The Giants picked up right fielder Hunter Pence from the Philadelphia Phillies for Double A Richmond catcher Tommy Joseph, Single A San Jose right-handed pitcher Seth Rosin, and right fielder Nate Schierholtz.
Pence will be under team control through the 2013 season, his final year of arbitration eligibility prior to free agency.
The Giants were active bidders against several other teams to get Kansas City closer Jonathon Broxton, but Broxton was picked up at the last minute by the Cincinnati Reds.
With the acqusition of Pence, 29, and last week's addition of infielder Marco Scutaro, the Giants addressed two of the three main issues effecting team performance the first half of the season: lack of production in right field and finding a potent infield bat.
San Francisco was unable to fix their third big issue, reinforcing the bullpen following the loss of closer Brian Wilson and the inability of Santiago Casilla to consistenly fill the closer role.

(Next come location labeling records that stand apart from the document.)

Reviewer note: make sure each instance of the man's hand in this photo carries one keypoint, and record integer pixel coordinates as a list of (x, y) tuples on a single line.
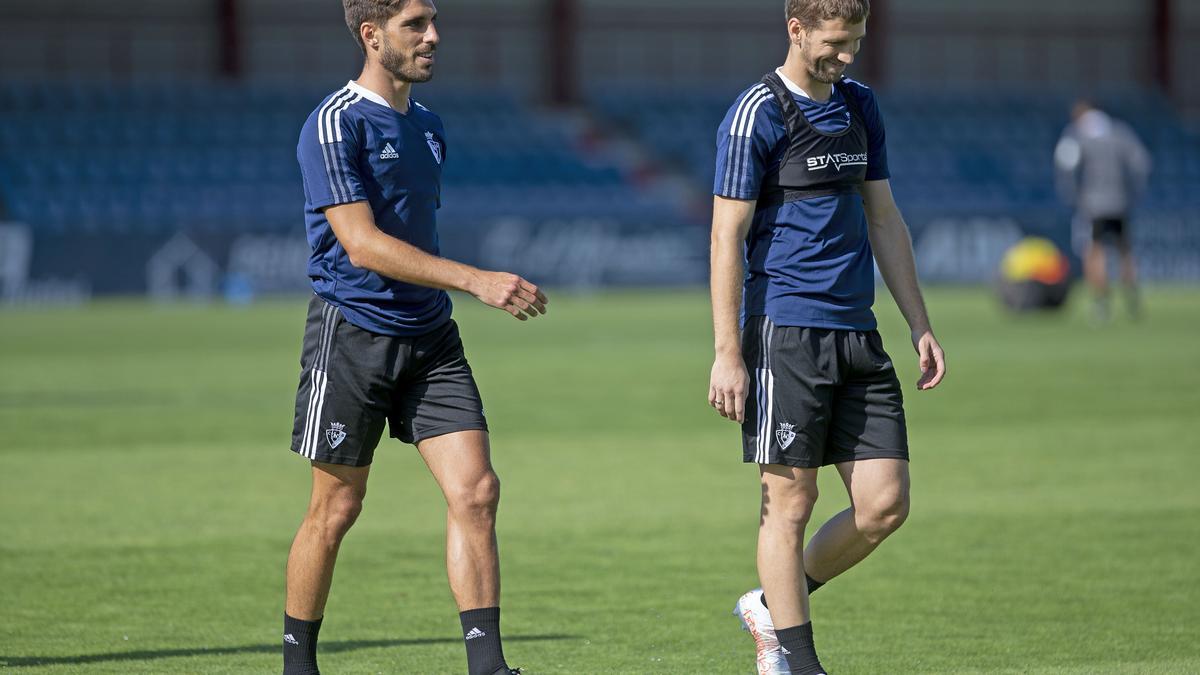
[(508, 292), (933, 360), (729, 386)]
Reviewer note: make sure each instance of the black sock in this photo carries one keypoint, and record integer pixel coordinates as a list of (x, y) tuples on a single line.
[(300, 646), (481, 633), (813, 584), (802, 656)]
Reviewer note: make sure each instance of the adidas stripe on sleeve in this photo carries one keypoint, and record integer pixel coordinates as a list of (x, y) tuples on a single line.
[(328, 153), (744, 143)]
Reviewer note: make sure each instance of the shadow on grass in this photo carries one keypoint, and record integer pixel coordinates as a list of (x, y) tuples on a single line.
[(330, 646)]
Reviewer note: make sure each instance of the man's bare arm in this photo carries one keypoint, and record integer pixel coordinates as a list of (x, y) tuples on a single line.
[(729, 382), (893, 252), (369, 248)]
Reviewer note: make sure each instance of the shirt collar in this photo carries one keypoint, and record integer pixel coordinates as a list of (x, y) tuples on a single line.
[(367, 94), (791, 85)]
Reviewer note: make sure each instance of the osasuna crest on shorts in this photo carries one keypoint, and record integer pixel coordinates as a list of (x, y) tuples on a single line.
[(335, 434), (786, 434)]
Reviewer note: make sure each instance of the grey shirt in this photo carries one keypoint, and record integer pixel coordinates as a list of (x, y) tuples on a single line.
[(1102, 166)]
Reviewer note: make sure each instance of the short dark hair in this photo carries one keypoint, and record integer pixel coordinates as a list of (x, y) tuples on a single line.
[(359, 12), (813, 12)]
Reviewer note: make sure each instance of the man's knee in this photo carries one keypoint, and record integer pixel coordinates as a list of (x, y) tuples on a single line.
[(791, 508), (475, 499), (334, 514), (882, 517)]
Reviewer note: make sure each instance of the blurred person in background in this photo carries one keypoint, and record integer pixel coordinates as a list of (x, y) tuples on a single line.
[(379, 346), (803, 209), (1102, 169)]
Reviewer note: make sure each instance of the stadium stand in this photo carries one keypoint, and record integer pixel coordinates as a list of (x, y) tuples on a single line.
[(987, 153), (213, 157)]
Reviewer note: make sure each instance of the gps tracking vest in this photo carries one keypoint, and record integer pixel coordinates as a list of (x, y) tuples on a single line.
[(816, 163)]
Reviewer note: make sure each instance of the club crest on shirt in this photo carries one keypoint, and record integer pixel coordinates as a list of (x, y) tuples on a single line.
[(435, 145), (785, 434), (335, 434)]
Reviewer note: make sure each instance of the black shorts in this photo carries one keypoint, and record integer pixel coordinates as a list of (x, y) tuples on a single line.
[(820, 396), (352, 381), (1109, 231)]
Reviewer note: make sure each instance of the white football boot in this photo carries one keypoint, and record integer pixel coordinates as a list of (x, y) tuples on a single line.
[(755, 619)]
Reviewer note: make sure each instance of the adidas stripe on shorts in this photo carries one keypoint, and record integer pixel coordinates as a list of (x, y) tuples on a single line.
[(820, 396), (353, 381)]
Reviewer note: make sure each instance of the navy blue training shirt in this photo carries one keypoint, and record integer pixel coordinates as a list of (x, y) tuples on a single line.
[(808, 262), (355, 148)]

Any deal from this point on must go through a list of other MLB teams and clearing those waivers can be difficult to get done.
It is a testament to the creativity and experience of Giants' General Manager Brian Sabean that San Francisco was able to target its biggest needs so effectively without giving up any of their top four minor league prospects: center fielder Gary Brown, closer Heath Hembree, second baseman Joe Panik, and outfielder Francisco Peguero.
Seth Rosin may be the sleeper in the Hunter Pence deal. As I noted in the "Prospects" column to the right, Rosin was selected in the 4th round of the 2010 first year player draft after being selected but not signed in 28th round of the 2007 draft by the Minnesota Twins. Rosin is a 6'7" strike thrower who can hit 95 MPH with his fastball; he currently has 68 SO in 58.1 IP.
Including Nate Schierholtz in the Pence deal clears San Francisco's roster of a marginal player who was never a consistent run producer. Schierholtz, who was part of the Giants' 2010 World Championship team, goes from AT&T Park, a very tough ballpark for hitters, to the Phillies' Citizens Bank Park-- one of the best hitters' parks in the Majors. That should give Schierholtz an offensive statistical bump.
But the real news here is that by making Tommy Joseph the centerpiece of the Hunter Pence trade the San Francisco Giants delt from their biggest organizational strength: the franchise's deepest assets are at the catcher position. With Buster Posey and Hector Sanchez at the big league level and Andrew Susac at Single A San Jose, the loss of Joseph shouldn't impact the Giants' future.
Both the Giants and the Dodgers (with new pick-ups IF Hanley Ramirez, OF Shane Victorino, and RP Brandon League) are armed and recharged for the upcoming battles of August and September. The traditional difference-makers are starting pitching and bullpen strength-- both areas in which the Giants still have a distinct edge.